CUEE wanted this to supposedly help diversify the schools and improve the students’ education, among other reasons. It looked to other schools as guides and pushed to make Valdosta one of the consolidated statistics.

Well, county and city residents stood up for their children and teachers, and said no.

They spoke. Several forums were held such as the one held by Valdosta City Schools on Oct. 25 at J.L. Lomax Elementary School and by Lowndes County Schools Tuesday at Lowndes High School.

They marched. More than 200 marched from the front of the Chamber of Commerce to the Martin Luther King Jr. Park on Oct. 22.

Signs were posted in yards; websites on both sides were made. They fought to the end. On Election Day, I saw people holding the “No School Consolidation” signs on N. Patterson Street and one person out of a car, and I am sure there were others.

Protest and effort does bring change.
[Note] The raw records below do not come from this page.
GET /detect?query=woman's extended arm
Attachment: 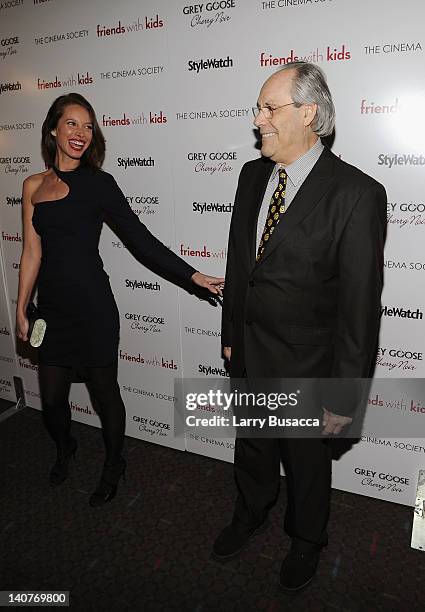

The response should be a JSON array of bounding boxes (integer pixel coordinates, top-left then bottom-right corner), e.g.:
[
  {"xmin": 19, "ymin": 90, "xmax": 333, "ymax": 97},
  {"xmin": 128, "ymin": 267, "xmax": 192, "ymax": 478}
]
[
  {"xmin": 16, "ymin": 176, "xmax": 42, "ymax": 341},
  {"xmin": 101, "ymin": 172, "xmax": 224, "ymax": 293}
]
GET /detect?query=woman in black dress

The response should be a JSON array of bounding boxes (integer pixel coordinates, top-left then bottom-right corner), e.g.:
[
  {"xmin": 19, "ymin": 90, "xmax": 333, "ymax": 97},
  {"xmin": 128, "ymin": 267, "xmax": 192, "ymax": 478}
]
[{"xmin": 16, "ymin": 93, "xmax": 224, "ymax": 507}]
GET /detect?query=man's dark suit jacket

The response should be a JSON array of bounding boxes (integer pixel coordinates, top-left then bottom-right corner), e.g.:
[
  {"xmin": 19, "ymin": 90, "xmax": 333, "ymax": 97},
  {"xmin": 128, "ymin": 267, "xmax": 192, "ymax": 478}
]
[{"xmin": 222, "ymin": 146, "xmax": 387, "ymax": 415}]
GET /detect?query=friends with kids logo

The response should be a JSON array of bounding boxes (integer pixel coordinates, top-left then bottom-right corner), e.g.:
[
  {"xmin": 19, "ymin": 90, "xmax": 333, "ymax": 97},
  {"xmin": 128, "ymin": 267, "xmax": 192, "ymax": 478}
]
[
  {"xmin": 37, "ymin": 71, "xmax": 94, "ymax": 90},
  {"xmin": 96, "ymin": 14, "xmax": 163, "ymax": 38},
  {"xmin": 102, "ymin": 111, "xmax": 167, "ymax": 128},
  {"xmin": 119, "ymin": 348, "xmax": 178, "ymax": 371},
  {"xmin": 259, "ymin": 43, "xmax": 351, "ymax": 67}
]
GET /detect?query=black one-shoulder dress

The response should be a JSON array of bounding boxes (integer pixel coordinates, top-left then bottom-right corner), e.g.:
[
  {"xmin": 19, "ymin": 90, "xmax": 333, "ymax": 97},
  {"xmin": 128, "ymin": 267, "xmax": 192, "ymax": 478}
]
[{"xmin": 32, "ymin": 165, "xmax": 195, "ymax": 369}]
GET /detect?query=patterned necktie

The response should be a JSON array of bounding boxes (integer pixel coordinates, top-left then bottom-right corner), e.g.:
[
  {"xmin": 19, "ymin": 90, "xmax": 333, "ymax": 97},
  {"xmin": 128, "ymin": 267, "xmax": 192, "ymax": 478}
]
[{"xmin": 256, "ymin": 168, "xmax": 288, "ymax": 261}]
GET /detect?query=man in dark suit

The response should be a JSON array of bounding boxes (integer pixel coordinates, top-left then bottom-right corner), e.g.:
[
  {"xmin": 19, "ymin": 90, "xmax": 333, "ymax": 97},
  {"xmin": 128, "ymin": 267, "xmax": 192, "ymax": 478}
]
[{"xmin": 212, "ymin": 62, "xmax": 387, "ymax": 591}]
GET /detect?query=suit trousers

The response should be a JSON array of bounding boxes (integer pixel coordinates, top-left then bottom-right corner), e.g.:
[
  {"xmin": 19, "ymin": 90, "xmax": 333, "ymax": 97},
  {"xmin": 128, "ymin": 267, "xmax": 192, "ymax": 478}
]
[{"xmin": 232, "ymin": 436, "xmax": 332, "ymax": 548}]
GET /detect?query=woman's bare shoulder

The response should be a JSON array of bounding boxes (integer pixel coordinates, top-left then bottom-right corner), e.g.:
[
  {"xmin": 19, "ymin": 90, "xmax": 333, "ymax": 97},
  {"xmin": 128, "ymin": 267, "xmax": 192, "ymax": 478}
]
[{"xmin": 23, "ymin": 169, "xmax": 51, "ymax": 195}]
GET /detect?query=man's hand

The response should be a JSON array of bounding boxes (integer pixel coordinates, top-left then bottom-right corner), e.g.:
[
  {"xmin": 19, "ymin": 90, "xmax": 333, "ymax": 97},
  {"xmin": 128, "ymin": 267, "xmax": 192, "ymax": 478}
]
[
  {"xmin": 191, "ymin": 272, "xmax": 224, "ymax": 296},
  {"xmin": 322, "ymin": 408, "xmax": 352, "ymax": 436},
  {"xmin": 223, "ymin": 346, "xmax": 231, "ymax": 361}
]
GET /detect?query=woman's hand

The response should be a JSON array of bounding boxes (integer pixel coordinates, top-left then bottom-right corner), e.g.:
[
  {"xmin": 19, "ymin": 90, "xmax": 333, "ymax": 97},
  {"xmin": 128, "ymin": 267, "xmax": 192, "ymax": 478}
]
[
  {"xmin": 191, "ymin": 272, "xmax": 224, "ymax": 296},
  {"xmin": 16, "ymin": 311, "xmax": 29, "ymax": 342}
]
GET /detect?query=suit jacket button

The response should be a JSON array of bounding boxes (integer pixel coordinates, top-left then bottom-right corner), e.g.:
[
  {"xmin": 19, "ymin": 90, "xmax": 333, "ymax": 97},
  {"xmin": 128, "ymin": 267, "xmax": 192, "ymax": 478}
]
[{"xmin": 249, "ymin": 280, "xmax": 255, "ymax": 287}]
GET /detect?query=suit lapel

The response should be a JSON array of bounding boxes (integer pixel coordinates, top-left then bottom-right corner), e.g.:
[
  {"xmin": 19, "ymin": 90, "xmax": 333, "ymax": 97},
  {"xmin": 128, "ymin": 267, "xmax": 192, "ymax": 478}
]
[{"xmin": 254, "ymin": 148, "xmax": 335, "ymax": 268}]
It brought revolution around the globe in places such as Egypt and Libya. It brought us desegregation in the fifties and sixties.

People around the globe, in the United States, in London, in Australia, in Rome, are angry. They see corporate greed, among other issues, and revolt passionately against it.

Even if you don’t follow the news, you have heard about the Occupy movements in some degree. That’s how long they have existed and how impactful these groups are.

Speak up. If you have a problem, say something. Nothing will happen if you sit back and let it go by.

Don’t be a spectator or commentator, shaking your head at or wiping your hands of the groups.

Be one of the Lowndes County citizens who fought school consolidation. Be one of the people who marched down streets with Dr. Martin Luther King Jr. Be one of the citizens who rose up against their unfair governments. Be one of the 99 percent.